Deriving from the findings of the National Bureau of Statistics cited above and from our own experience, this programme is targeted at:

  • Adults and adolescents (15 years and above) who have never been to school and cannot read or write
  • Adults and adolescents (15 years and above) who are above school going age but have notachieved required basic competencies in reading, writing and numeracy.


Qualified adults receive First School Leaving Certificates, FSLC.

Adults in rural communities acquire basic literacy, numeracy, vocational, family life and health skills.

Specifically, the programme is targeted at rural women, peasant farmers, market women and men, girl-child and out- of -school boys, illiterate and semi-skilled workers and artisans.



To promote sustainable livelihood in rural communities in Nigeria by transferring basic literacy, numeracy, vocational, family life and health skills to adult men and women who did not receive formal education earlier in life. To facilitate acquisition of basic school certificate and consequent expansion of earning potentials by adults in rural communities in Nigeria who did not receive or complete formal basic education in the past.

Over 6000 adult learners have passed through the Foundation’s adult literacy programme. A very good number of them are now able to function effectively in the different domains of learning: Cognitive, Affective and Psychomotor. Thus, they are now able to manipulate their phones and communicate with their loved ones, able to operate simple arithmetical operations to enhance their business and vocational operations and able to engage in various other crafts, perform their civic duties and commune more effectively with their God. One of our adult learners, Mrs Chucks considers herself one of the greatest achievers of all time. Read her story here.


  • July 5, 2012

The first batch of the Foundation adult learners sat for the First School Leaving Certificate Exam (FSLC). Learners were registered for free by the Foundation to sit for the exam.

  • July 4, 2013

Second batch of our adult learners sat for the First School Leaving Certificate Exam (FSLC).

  • July 17, 2014

Third batch of adult learners sat for the First School Leaving Certificate Examination.

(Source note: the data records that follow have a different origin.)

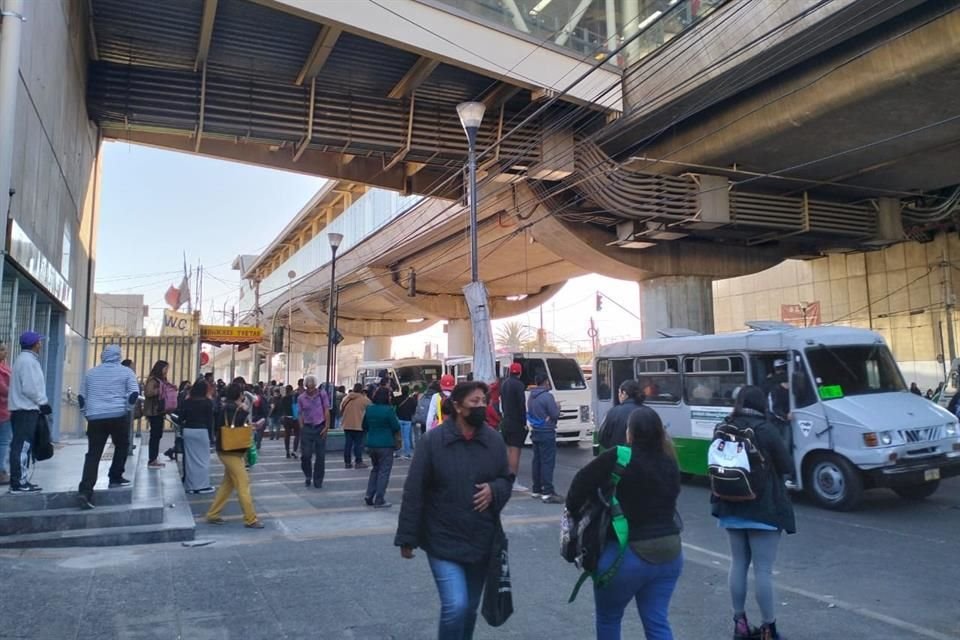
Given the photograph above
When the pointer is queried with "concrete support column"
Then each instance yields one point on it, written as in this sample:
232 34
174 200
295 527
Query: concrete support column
676 302
376 348
459 338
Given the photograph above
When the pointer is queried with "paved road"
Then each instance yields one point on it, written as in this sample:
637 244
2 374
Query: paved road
325 568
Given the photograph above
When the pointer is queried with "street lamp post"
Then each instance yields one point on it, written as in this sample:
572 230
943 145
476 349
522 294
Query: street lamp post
335 240
289 346
471 115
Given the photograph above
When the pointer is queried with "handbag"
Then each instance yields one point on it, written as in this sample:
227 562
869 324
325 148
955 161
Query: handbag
497 588
235 438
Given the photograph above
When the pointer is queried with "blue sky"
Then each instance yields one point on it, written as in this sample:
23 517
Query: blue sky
155 205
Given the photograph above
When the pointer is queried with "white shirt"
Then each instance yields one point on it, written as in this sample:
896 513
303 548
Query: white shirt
28 389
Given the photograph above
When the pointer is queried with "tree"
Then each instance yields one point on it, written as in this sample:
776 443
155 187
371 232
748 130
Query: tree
512 336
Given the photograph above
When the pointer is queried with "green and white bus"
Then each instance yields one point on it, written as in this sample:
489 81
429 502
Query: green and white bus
854 425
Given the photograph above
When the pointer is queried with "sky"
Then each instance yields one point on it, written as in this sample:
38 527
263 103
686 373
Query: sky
158 205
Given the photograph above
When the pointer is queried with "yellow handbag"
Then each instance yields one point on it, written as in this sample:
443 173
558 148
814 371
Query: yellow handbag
236 438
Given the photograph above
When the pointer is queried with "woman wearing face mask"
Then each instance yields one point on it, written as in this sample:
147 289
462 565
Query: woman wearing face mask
458 483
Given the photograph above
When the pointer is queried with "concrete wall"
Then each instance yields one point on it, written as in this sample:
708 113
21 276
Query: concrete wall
898 292
55 172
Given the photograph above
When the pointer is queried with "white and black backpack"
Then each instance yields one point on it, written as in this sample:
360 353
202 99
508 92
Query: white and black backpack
735 466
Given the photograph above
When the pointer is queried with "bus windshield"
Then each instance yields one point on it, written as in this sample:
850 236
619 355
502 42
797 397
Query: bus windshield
419 373
855 369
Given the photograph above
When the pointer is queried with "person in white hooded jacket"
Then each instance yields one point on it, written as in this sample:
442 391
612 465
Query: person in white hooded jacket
107 395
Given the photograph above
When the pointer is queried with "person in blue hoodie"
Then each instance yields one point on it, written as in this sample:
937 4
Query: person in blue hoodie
543 412
107 394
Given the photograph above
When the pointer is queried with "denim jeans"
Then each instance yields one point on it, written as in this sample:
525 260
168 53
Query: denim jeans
460 587
650 585
381 464
544 460
406 431
312 445
6 435
352 443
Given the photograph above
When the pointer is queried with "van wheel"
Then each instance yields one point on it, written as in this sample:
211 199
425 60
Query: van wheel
918 491
834 483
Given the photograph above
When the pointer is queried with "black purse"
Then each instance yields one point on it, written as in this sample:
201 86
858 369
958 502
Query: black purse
497 604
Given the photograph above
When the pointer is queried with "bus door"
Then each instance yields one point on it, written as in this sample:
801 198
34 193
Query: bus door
808 420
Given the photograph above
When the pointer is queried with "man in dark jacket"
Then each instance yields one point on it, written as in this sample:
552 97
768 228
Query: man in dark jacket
543 412
513 423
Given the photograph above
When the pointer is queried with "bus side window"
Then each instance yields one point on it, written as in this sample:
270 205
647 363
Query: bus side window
604 391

The examinations were moderated and invigilated by Examination Development Center (EDC), Enugu

  • May 17, 2014

The Foundation celebrated her maiden Adult Literacy Day to graduate the 2012 and 2013 (1st and 2nd batches) of the adult learners. The ceremony was witnessed by the Chairman of Ikeoha Foundation, Distinguished Senator Ike Ekweremadu, CFR, Trustees of the Foundation, Directors from the National Agency for Mass Literacy, Adult and Non-Formal Education, NMEC, prominent Nigerians and members of the public. It was indeed an epochal event. Our graduating adult learners received their testimonials and FSLC Certificates and empowerment prizes. The event featured match past, recitations, debate, cultural dance, craft exhibition, drama and spelling bee competition by the learners.


The Enugu State Agency for Mass Literacy collaborates with the foundation to ensure continuous success of the programme through monitoring, evaluation and counseling.